L'histoire :
« Le héros », a l’impression de ne pas exister. Dans cette société de consommation qui tourne à 100 à l’heure, dans laquelle les autres trouvent leur bonheur, il a la perpétuelle sensation d’être totalement transparent. Il en vient même parfois à avoir des fantasmes de voyeurisme, s’imaginant qu’il lui est possible de suivre les femmes dans leur intimité. Son pote Cyril lui reproche de ne pas se remettre en question… Il décide donc de faire quelque chose d’extravagant pour se donner la sensation d’exister. Ayant aperçu une femme plantureuse fumer à son balcon, il grimpe à sa gouttière pour l’espionner. Mais il est ivre. Il chute et se brise la jambe. Il se réveille à l’hôpital, auprès de sa mère qui le saoule de questions, faisant preuve d’un intérêt simulé. Puis il a la visite de la plantureuse Bérénice, la jeune femme qu’il voulait justement espionner, et qui a appelé les secours. Cette dernière lui propose ses services une fois qu’il sera sorti de l’hôpital : elle est kinésithérapeute. Mais elle cache également une vie privée douloureuse : son frère handicapé compense son malheur par un comportement instable, caractériel et violent. Il lui demande de ramener un homme pour la regarder en cachette faire l’amour avec lui…

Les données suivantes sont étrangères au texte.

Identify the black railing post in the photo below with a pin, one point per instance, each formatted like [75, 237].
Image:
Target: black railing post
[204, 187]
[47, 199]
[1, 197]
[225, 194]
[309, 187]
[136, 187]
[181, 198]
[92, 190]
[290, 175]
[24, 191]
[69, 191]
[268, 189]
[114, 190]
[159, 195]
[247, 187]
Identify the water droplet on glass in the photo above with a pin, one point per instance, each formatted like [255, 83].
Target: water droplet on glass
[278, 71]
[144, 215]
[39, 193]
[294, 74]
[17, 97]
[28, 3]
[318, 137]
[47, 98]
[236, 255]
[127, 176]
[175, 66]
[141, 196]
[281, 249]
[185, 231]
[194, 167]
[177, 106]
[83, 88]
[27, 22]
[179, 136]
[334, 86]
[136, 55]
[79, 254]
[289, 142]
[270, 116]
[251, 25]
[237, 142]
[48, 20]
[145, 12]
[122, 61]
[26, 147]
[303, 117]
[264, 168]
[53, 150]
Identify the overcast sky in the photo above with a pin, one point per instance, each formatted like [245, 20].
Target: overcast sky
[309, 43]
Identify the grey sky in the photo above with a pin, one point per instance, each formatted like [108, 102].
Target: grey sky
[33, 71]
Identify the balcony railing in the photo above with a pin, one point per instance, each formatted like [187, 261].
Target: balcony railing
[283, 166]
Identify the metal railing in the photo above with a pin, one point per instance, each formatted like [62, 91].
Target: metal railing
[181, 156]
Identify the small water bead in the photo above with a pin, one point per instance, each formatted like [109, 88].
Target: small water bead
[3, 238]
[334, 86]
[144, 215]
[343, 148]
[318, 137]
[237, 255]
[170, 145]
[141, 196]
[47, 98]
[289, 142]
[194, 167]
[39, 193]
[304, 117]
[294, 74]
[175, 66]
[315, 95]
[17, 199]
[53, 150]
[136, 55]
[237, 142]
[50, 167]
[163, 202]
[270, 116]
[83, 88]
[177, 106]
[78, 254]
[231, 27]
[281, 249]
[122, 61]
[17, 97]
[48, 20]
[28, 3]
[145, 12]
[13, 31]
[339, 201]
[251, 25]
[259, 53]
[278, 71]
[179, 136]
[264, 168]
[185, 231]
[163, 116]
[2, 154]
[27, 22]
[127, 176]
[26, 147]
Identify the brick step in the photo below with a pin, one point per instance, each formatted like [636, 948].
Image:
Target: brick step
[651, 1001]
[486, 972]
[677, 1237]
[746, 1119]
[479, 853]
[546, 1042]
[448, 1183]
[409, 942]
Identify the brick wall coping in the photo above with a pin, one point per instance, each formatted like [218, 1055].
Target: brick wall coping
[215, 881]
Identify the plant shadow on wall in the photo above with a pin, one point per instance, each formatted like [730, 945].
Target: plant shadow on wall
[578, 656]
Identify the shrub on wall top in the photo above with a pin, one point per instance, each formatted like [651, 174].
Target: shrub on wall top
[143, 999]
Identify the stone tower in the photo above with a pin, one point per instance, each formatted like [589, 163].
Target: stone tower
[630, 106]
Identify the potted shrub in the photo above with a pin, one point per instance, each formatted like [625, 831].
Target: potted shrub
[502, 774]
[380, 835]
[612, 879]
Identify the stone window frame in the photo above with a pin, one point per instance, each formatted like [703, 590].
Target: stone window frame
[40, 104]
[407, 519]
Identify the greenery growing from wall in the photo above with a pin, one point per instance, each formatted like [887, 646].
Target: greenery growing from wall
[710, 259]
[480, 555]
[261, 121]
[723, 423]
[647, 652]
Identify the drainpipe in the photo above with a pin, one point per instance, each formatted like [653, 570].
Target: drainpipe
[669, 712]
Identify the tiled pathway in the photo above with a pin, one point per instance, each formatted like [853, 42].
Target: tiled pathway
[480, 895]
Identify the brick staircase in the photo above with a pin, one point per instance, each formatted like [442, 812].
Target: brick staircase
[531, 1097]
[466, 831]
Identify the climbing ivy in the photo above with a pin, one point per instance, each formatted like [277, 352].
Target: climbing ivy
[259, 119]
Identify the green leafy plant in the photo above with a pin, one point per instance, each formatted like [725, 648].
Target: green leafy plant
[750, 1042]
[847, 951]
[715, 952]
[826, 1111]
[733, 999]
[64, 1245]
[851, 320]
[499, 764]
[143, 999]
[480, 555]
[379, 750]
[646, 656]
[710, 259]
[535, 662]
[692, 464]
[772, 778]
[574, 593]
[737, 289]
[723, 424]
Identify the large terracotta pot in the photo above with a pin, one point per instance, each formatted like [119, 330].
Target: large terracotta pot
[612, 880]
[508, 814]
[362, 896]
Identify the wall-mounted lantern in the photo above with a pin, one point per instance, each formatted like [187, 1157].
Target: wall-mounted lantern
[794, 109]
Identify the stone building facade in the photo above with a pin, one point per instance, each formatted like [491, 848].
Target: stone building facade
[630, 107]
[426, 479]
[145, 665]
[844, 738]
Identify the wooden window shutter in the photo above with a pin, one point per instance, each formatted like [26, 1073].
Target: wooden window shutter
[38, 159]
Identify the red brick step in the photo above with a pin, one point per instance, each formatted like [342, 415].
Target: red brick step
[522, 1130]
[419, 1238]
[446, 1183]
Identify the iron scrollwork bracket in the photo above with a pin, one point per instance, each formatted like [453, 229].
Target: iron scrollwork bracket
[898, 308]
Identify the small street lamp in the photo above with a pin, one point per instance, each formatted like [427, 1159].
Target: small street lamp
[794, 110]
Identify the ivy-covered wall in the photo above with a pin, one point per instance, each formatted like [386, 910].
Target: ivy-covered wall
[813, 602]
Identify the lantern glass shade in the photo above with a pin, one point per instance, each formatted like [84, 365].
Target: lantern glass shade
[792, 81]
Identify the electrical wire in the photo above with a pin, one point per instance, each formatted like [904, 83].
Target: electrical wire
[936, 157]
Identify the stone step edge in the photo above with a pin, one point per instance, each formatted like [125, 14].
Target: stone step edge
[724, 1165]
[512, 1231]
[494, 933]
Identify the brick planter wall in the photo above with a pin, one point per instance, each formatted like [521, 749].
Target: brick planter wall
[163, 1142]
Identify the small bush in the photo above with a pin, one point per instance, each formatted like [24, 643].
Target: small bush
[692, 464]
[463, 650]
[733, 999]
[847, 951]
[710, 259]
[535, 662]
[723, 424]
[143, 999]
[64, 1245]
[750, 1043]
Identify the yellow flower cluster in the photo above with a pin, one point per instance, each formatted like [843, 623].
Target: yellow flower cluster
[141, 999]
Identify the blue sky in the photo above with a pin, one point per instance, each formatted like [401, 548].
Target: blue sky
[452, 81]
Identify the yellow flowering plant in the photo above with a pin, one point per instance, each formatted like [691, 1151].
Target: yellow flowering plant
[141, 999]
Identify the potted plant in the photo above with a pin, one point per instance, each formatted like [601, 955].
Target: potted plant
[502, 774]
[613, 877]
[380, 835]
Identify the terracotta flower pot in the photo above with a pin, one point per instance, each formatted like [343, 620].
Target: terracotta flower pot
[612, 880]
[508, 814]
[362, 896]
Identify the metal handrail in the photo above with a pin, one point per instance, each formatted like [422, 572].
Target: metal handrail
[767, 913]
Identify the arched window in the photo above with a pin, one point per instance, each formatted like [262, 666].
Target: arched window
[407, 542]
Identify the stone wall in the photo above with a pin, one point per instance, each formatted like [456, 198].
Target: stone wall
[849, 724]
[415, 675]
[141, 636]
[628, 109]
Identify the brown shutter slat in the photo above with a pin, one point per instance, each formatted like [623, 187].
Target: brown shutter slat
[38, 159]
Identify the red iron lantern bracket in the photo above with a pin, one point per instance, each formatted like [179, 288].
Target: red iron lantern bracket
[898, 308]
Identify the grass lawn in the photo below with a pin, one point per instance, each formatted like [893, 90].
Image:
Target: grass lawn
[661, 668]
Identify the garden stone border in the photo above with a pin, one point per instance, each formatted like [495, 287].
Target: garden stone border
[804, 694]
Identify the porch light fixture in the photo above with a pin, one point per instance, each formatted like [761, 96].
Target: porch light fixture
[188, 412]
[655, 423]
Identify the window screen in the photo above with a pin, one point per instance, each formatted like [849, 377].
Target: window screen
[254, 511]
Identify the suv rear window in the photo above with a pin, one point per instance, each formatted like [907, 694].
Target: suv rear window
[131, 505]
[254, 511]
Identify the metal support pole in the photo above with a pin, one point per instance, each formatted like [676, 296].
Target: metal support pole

Ce qu'on en pense sur la planète BD :
Sur le même rythme et le même schéma graphique et narratif que son Corps à corps, paru l’année dernière dans la collection Aire libre, Grégory Mardon réussi pleinement une nouvelle intériorisation. Minimaliste, son dessin suffit amplement à nous faire partager en 56 planches cette (auto ?) psychothérapie. Dans ce premier tome, « notre héros » est tellement transparent qu’il n’a même pas de nom ! A la rigueur, cette histoire ne s’adresse même pas au lecteur, mais à lui-même, anti-héros par excellence. Le malaise que Mardon veut nous faire ressentir est palpable. Outre ce besoin impérieux pour son personnage de ne pas exister, les relations humaines que ce dernier entretient avec autrui sont nécessairement douloureuses. Par-dessus tout, l’image de la femme est comparée à la mante religieuse, étouffante, dévorante. La scène de la suffocation « au sein » d’une poitrine géante, dans laquelle le personnage est amené malgré lui à mordre à pleines dents dans un téton colossal, explique à elle seule le rejet de la mère. Parallèlement à ce mal de vivre, le cri intérieur d’un handicapé moteur, à travers une relation fraternelle malsaine, apporte une conclusion on ne peut plus dramatique à ce premier tome.